女性が最も気になる歪みといえば、“骨盤”ではないでしょうか?
骨盤の歪みを放って置くと、生理痛、冷え性、便秘、腰痛、やがては妊娠へのリスクも高くなってしまいます。
ではなぜ骨盤は歪むのでしょう?

骨盤をはじめ、“骨”はゆがんでいること自体に注目が集まりますが、実はほとんどの場合、内臓の下垂が原因で起こります。
例えば暴飲暴食、冷たいものの摂りすぎ等で、胃に負担をかけ続けると下垂を起こします。また疲労が続くと腎臓も下垂します。
それらが下垂すれば、骨盤の中で腸や子宮、膀胱、などを圧迫します。そして圧迫し合った臓器は、その働き自体も弱めてしまい、便秘や冷え、骨盤の歪みを起こしてしまうのです。

歪みを改善するためには、何といっても規則正しい食生活と睡眠を取ることです。胃腸をいたわる生活を送り腰から下のストレッチを毎日行うことで、かなり歪みは改善されます。
「私の身体は手強いゾという方は、一度整体師へ相談してみてくださいね。

東洋医学で快眠を!

快眠と内臓の関係を東洋医学的にワンポイントアドバイス!

1.中々寝付けない。
肝臓を元気にしましょう!
肝臓は解毒装置として知られていますが、実は精神のストレスも解毒しようと頑張ります。疲れた肝臓は、右を上にして横向きに寝て右のわき腹を20分くらい温めましょう。元気が戻って快眠が得られるでしょう。

2.夜中に目を覚ましてしまう。
胃腸を元気にしましょう!
肉食、お酒、間食を避け、まずは胃袋にたくさん入れることを避けましょう。くよくよ気質も回復しますよ。

3.夢が多い、寝た気がしない
腎臓を元気にしましょう!
水分の取りすぎ、または取らな過ぎ、過労が腎臓を疲れさせているかもしれません。まずはゆったりとした時間を作ってください。黒ゴマや玄米茶など、精を助ける良質なものを食してください。睡眠だけでなく、パワーが戻ってきますよ。

お腹の中から元気になろう!

内臓から身体を整えることは、現在そして未来の自分にとって、非常に大事なことです。
1980年代、1990年代と移り変わり、2000年代。時代が進むにつれ私達は知的生産性の高い仕事に偏ってしまっています。

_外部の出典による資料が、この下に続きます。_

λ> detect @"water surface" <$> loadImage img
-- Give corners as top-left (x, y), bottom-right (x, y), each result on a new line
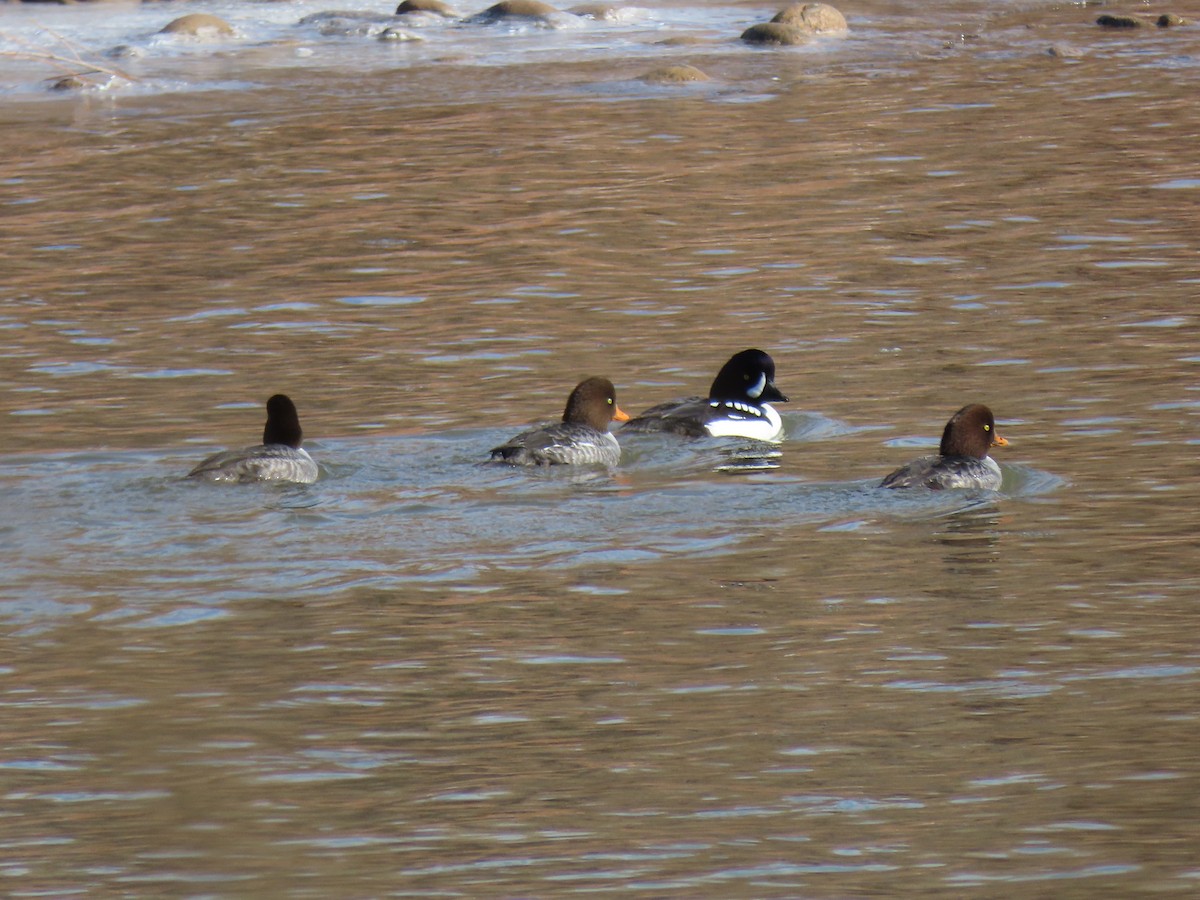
top-left (0, 2), bottom-right (1200, 898)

ということは、当然のように身体の歪み方が変わってしまっているのです。
例えば腰痛ひとつ取っても、1970年代以前の腰痛のあり方と2000年代の腰痛のあり方は違います。前者の大半は身体に鞭打つ結果の筋肉疲労からくることが多かったでしょう。

しかし現代は身体を使わないために起こる腰痛が多いのです。脳はエネルギーを多く消費しますが、身体は精神的ストレス等により冷えています。

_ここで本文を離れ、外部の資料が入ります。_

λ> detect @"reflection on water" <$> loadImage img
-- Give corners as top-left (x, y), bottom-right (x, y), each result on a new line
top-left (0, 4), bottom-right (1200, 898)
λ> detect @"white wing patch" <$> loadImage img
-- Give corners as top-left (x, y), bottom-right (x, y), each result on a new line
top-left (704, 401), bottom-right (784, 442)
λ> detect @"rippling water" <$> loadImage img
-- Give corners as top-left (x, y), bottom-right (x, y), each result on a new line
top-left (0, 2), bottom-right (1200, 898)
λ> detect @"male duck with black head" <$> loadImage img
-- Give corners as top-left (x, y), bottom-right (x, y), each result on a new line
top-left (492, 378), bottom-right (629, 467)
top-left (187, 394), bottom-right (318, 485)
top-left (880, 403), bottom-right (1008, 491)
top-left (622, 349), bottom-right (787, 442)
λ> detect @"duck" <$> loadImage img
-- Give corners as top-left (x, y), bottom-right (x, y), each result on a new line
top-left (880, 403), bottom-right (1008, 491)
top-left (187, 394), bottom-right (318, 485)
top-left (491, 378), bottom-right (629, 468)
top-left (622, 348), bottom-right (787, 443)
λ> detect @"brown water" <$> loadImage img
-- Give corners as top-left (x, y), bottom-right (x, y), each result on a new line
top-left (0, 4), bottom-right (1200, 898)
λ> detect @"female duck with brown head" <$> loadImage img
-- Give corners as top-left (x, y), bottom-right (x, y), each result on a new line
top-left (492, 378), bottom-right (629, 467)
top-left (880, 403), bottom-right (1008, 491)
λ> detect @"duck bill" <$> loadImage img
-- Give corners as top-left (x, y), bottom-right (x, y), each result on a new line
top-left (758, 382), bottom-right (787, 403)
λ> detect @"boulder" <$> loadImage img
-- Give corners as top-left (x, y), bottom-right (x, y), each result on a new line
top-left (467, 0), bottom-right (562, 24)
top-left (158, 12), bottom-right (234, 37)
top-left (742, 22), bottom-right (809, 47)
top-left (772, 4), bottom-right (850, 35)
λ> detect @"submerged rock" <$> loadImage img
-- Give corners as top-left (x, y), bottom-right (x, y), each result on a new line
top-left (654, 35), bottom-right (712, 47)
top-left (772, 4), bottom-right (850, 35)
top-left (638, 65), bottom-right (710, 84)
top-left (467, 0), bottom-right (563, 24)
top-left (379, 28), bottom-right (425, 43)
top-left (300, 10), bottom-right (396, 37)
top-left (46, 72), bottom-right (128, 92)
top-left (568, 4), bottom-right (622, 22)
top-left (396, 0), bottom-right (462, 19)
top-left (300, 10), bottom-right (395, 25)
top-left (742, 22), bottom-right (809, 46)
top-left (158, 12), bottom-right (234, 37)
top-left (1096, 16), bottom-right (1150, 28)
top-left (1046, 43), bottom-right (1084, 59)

現代人が腰痛をはじめ心身の不調を改善するには、内臓を元気にさせ、気血を滞りなく身体中にめぐらしてあげることです。
身近にできることは、複式呼吸。なぁ~んだ、と思うかもしれませんが、ばかにできません。冬の今の季節は、腰にカイロを張っておいたり、腹巻を常備することも、忙しない我々の重要な健康維持の方法です。
また、肩こりにはお腹のマッサージが大変効果的なのです。是非、お試し下さい。